Tuesday, July 29, 2008

Book #49

The Utopia of Sir Thomas More

I thought, "Hey, let's go for something different. Something classic, instead of trendy; profound, instead of shallow; realistic, instead of fantasy." So I picked up Sir Thomas More's Utopia, one of those books I found at a library sale and bought because Cinderella liked it in Ever After. Just one of those random decisions for reading.

I'm glad I read it, but I wouldn't read it again. It was surprising how much of it was still applicable, 500 years after it was written -- the description of how sheep have destroyed England, for instance. He described how wool had become a valuable export, and so rich men had bought up arable land and turned it all into pasture for their massive flocks of sheep, and how now people not only didn't have enough food, because too much farmland had been turned into sheepland, but the people of England, the average peasants, could no longer afford wool for their own clothing because it was too valuable. And doesn't that sound like modern industry and the way corporations screw everybody over, and isn't that almost exactly what happened with agribusiness, corn, and ethanol.

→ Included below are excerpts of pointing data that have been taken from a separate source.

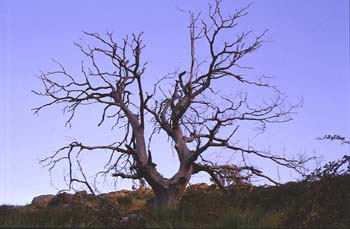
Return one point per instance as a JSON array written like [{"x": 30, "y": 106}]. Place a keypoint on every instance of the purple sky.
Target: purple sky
[{"x": 308, "y": 55}]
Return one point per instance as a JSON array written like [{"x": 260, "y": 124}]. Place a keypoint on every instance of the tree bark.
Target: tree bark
[{"x": 168, "y": 198}]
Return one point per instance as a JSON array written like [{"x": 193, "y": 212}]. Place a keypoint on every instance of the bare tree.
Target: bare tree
[{"x": 195, "y": 116}]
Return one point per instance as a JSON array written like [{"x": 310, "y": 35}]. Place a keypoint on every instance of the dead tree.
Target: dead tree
[{"x": 195, "y": 116}]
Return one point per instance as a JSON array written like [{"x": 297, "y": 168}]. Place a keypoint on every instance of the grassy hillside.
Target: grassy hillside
[{"x": 321, "y": 203}]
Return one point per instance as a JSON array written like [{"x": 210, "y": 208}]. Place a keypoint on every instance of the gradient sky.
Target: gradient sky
[{"x": 308, "y": 56}]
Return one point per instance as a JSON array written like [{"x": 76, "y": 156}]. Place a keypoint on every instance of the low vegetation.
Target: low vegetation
[{"x": 325, "y": 202}]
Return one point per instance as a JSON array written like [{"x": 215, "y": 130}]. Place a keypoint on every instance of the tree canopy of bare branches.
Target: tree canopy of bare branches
[{"x": 195, "y": 116}]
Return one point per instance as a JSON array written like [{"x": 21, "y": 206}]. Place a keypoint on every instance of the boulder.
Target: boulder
[
  {"x": 197, "y": 187},
  {"x": 42, "y": 201}
]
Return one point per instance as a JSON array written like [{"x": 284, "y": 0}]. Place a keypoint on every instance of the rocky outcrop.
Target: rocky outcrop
[
  {"x": 42, "y": 201},
  {"x": 197, "y": 188}
]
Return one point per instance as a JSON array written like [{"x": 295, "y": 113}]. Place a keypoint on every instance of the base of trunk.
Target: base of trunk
[{"x": 167, "y": 199}]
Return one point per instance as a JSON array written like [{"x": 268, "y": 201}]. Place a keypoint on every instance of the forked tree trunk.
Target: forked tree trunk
[{"x": 167, "y": 199}]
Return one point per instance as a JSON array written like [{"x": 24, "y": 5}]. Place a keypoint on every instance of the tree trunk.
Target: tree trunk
[{"x": 168, "y": 198}]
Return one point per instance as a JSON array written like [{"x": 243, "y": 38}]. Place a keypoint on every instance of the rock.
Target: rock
[
  {"x": 133, "y": 219},
  {"x": 62, "y": 199},
  {"x": 42, "y": 201},
  {"x": 197, "y": 187}
]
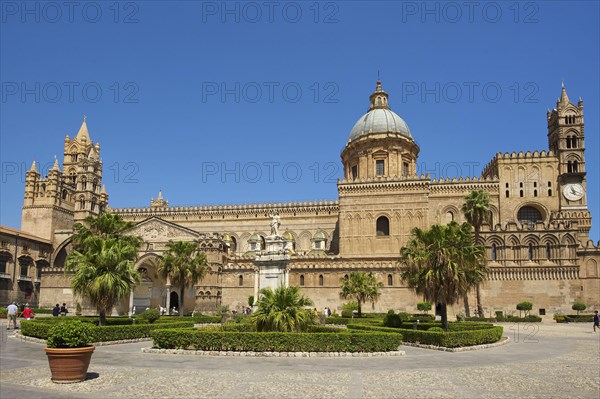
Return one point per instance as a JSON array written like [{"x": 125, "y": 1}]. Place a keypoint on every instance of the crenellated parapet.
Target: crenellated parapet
[
  {"x": 383, "y": 183},
  {"x": 491, "y": 169},
  {"x": 463, "y": 185},
  {"x": 230, "y": 210}
]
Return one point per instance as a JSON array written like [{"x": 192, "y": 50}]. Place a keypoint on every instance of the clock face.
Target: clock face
[{"x": 573, "y": 191}]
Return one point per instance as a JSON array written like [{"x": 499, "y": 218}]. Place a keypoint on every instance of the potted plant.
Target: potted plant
[{"x": 69, "y": 350}]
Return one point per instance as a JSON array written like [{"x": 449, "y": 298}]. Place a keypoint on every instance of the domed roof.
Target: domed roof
[{"x": 379, "y": 119}]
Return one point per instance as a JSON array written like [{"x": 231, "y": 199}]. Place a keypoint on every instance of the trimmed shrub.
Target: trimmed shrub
[
  {"x": 276, "y": 342},
  {"x": 150, "y": 315},
  {"x": 70, "y": 334},
  {"x": 424, "y": 306},
  {"x": 42, "y": 310},
  {"x": 527, "y": 319},
  {"x": 582, "y": 318},
  {"x": 349, "y": 308},
  {"x": 451, "y": 339},
  {"x": 525, "y": 306},
  {"x": 392, "y": 320},
  {"x": 579, "y": 307}
]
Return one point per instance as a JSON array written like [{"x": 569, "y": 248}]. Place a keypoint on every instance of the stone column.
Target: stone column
[
  {"x": 256, "y": 280},
  {"x": 168, "y": 286},
  {"x": 131, "y": 303}
]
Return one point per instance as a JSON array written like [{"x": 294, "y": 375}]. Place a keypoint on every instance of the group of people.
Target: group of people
[
  {"x": 12, "y": 312},
  {"x": 60, "y": 310}
]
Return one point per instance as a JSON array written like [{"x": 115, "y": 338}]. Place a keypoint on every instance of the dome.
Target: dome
[{"x": 379, "y": 120}]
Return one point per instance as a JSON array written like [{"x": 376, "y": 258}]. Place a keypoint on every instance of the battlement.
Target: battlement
[
  {"x": 285, "y": 207},
  {"x": 491, "y": 169}
]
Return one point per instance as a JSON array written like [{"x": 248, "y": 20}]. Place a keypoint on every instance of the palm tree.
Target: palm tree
[
  {"x": 103, "y": 271},
  {"x": 362, "y": 287},
  {"x": 283, "y": 310},
  {"x": 183, "y": 265},
  {"x": 477, "y": 211},
  {"x": 441, "y": 263}
]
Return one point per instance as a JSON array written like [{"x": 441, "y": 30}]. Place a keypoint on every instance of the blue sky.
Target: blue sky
[{"x": 243, "y": 102}]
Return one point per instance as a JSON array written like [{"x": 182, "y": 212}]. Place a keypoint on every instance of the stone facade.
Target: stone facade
[{"x": 537, "y": 239}]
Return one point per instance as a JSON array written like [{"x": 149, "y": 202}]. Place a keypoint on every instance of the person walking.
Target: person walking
[
  {"x": 27, "y": 313},
  {"x": 11, "y": 311}
]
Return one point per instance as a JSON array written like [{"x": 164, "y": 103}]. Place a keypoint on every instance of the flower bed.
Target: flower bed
[
  {"x": 38, "y": 329},
  {"x": 450, "y": 339},
  {"x": 372, "y": 341}
]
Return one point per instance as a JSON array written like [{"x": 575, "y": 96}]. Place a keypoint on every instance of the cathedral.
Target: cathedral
[{"x": 536, "y": 240}]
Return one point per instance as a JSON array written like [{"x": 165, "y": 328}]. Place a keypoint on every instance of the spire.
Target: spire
[
  {"x": 82, "y": 134},
  {"x": 564, "y": 99},
  {"x": 379, "y": 98}
]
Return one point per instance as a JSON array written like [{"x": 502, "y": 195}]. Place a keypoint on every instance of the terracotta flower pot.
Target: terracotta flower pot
[{"x": 69, "y": 364}]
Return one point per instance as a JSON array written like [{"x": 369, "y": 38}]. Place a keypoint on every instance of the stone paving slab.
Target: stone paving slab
[{"x": 558, "y": 361}]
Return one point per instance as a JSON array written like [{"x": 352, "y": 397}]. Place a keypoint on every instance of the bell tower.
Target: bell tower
[
  {"x": 566, "y": 139},
  {"x": 83, "y": 170}
]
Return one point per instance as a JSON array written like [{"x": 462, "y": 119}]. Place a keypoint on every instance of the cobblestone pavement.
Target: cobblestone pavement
[{"x": 544, "y": 360}]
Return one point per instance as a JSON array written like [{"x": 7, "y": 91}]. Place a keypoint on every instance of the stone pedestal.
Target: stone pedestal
[{"x": 271, "y": 265}]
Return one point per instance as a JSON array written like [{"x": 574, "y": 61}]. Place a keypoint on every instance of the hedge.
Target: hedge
[
  {"x": 106, "y": 333},
  {"x": 451, "y": 339},
  {"x": 198, "y": 319},
  {"x": 276, "y": 342},
  {"x": 582, "y": 318},
  {"x": 356, "y": 320}
]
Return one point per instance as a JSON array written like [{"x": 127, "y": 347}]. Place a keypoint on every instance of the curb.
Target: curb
[
  {"x": 272, "y": 354},
  {"x": 503, "y": 341}
]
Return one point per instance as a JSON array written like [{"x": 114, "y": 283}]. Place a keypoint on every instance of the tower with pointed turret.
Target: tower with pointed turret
[
  {"x": 566, "y": 140},
  {"x": 62, "y": 198}
]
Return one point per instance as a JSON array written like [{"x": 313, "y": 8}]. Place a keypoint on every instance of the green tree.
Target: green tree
[
  {"x": 283, "y": 310},
  {"x": 102, "y": 262},
  {"x": 103, "y": 272},
  {"x": 579, "y": 307},
  {"x": 362, "y": 287},
  {"x": 183, "y": 265},
  {"x": 477, "y": 211},
  {"x": 440, "y": 263}
]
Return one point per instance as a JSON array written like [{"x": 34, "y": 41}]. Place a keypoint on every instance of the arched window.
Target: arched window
[
  {"x": 383, "y": 226},
  {"x": 529, "y": 214},
  {"x": 24, "y": 266},
  {"x": 4, "y": 259}
]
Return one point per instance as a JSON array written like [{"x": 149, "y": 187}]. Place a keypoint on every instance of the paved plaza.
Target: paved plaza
[{"x": 548, "y": 360}]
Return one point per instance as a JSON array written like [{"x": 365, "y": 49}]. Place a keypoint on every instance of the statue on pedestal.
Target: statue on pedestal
[{"x": 275, "y": 223}]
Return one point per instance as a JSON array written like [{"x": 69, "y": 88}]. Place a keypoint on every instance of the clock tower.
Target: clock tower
[{"x": 566, "y": 140}]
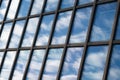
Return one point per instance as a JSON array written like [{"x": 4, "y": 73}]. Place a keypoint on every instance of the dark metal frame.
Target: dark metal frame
[{"x": 86, "y": 44}]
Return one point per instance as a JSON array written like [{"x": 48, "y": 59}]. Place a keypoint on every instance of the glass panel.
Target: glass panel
[
  {"x": 102, "y": 26},
  {"x": 61, "y": 28},
  {"x": 52, "y": 64},
  {"x": 21, "y": 64},
  {"x": 12, "y": 9},
  {"x": 30, "y": 32},
  {"x": 72, "y": 64},
  {"x": 35, "y": 65},
  {"x": 23, "y": 11},
  {"x": 114, "y": 71},
  {"x": 5, "y": 35},
  {"x": 37, "y": 7},
  {"x": 3, "y": 8},
  {"x": 16, "y": 35},
  {"x": 7, "y": 65},
  {"x": 51, "y": 5},
  {"x": 45, "y": 29},
  {"x": 67, "y": 3},
  {"x": 95, "y": 63},
  {"x": 80, "y": 25}
]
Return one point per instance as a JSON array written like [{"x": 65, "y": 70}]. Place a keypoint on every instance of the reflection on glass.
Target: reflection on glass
[
  {"x": 102, "y": 26},
  {"x": 52, "y": 64},
  {"x": 35, "y": 64},
  {"x": 95, "y": 63},
  {"x": 37, "y": 7},
  {"x": 114, "y": 71},
  {"x": 61, "y": 28},
  {"x": 71, "y": 64},
  {"x": 21, "y": 64},
  {"x": 118, "y": 30},
  {"x": 7, "y": 65},
  {"x": 5, "y": 35},
  {"x": 3, "y": 8},
  {"x": 51, "y": 5},
  {"x": 24, "y": 7},
  {"x": 80, "y": 25},
  {"x": 45, "y": 29},
  {"x": 67, "y": 3},
  {"x": 12, "y": 9},
  {"x": 30, "y": 32},
  {"x": 16, "y": 35}
]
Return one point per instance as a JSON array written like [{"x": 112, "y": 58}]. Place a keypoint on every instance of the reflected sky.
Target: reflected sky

I hadn't known what to expect going in, and so I skipped over the multiple introductory parts that focused on More's place in history and just went for the text itself. The first part is a discussion More has with a couple of people about why one of them, an experienced and wise old man named Raphael Hythloday (I like the name -- it means something like "Babbler" according to the endnotes), does not want to be a counselor to a prince. The basic reason is that he would be the sole voice supporting his ideas of what would be best for the country, and he would never be able to override the prince's other advisors, who would say the opposite of everything Hythloday said. In that part they talked about what was wrong with the world -- like the sheep -- and then the second part described the ideal country that Hythloday had visited: Utopia. Nowhere, in Greek.

I didn't actually think Utopia was all that, well, Utopian. They had all their property in common, which is fine as far as it goes, but they were all forced to be part of the society, and I don't like that. There was way too much Big Brother in it for me. They were too fond of fighting wars, too, which I don't see as Utopian; it was amusing, though, to see how More went against everything he knew in creating Utopia, where they have elected leaders instead of kings, where they see gold and silver as mere dross and trash, where they have carefully planned communities where everybody works for 6 hours a day and listens to a lecture in the morning before going to work -- I liked that one; very obviously the fantasy of a scholar surrounded by louts. The most interesting thing to me was that More, who apparently (I don't know the history, which would have made this more interesting, I'm sure) became a persecutor of heretics and eventually a Catholic martyr, in this book's ideal world, has a non-denominational religion: they agree that there is a deity (I did like that his supreme tolerance fell short of welcoming atheists, heh) but not what shape the deity has nor what the deity is like; their prayers and worship and such are carefully designed so as not to mock anyone's vision of that deity. All were welcome there.

That part sounded nice. And right after finishing this book, I got into another online debate that just angered and then depressed me. I guess I should have paid more attention to Hythloday, huh?